Huntley & Huntley CEO Keith Mangini said his company was extremely active in 2015 in acquiring small companies to block up the producer’s deep rights. Privately-owned Huntley has interests in 600 wells across the country, with most in Southwestern Pennsylvania, where it participates in Marcellus wells. Mangini said the deals his company made were opportunistic, completed at a point when natural gas prices were higher than they are today.
“We spent a lot of time in 2015 buying a lot of companies that were smaller than us, largely to get the deep rights,” he said. “I did a few acquisitions of production last year, thinking that was the opportune time at what I thought was the bottom of the gas market. I thought I did some pretty good deals, but not as good as if I would have waited until prices collapsed like they did in November of this past year.
“Now is the time to be doing acquisitions in my opinion,” Mangini added. “You know I’ve been through a bust before and it creates opportunities. It’s now time to be buying production at these strip prices instead of going through the drill bit.”
Mangini continued by saying that there’s a lot of capital “sitting on the sidelines” in private equity that’s only now being unleashed after a quiet 2015. Charles Schliebs, founder of Pittsburgh-based M&A consultancy Stone Pier Capital Advisors, agreed.
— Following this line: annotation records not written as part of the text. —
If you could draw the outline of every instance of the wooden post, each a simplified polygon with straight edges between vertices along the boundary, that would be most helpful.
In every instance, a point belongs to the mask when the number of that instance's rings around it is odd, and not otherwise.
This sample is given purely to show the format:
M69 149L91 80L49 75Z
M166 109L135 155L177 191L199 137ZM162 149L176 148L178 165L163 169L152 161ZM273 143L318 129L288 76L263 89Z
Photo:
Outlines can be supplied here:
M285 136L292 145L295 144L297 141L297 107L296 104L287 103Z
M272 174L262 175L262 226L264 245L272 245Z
He noted a series of transactions that began in late 2015 that has continued this year.
In December, a group of former EQT Corp. executives secured $250 million to start Lola Energy LLC, which plans to focus on the Marcellus and Utica (see Shale Daily, Dec. 9, 2015). Private equity firm Denham Capital Management LP is backing the company. American Petroleum Partners LLC recently announced a commitment of up to $800 million from Apollo Global Management LLC to focus on Appalachian exploration (see Shale Daily, March 24).
Gastar Exploration Inc., meanwhile, expects to close the $80 million sale of its Marcellus and Utica assets in West Virginia with Tug Hill Inc. in early April (see Shale Daily, Feb. 22). Range Resources Corp. also just announced the closing of a $110 million sale of non-operated properties in Northeast Pennsylvania (see Shale Daily, March 29). Private equity is again entering Appalachian joint ventures, as evidenced by a deal announced this year by Rex Energy Corp. to better develop its Marcellus assets in Pennsylvania (see Shale Daily, March 2).
“Private equity has been important in this basin for quite sometime, especially to the modern shale gas era,” Schliebs said. “There’s a lot of activity still, and there’s a lot of activity that’s going on that you haven’t heard about, that hasn’t been announced. So, we’ll see what happens as we continue on throughout 2016.”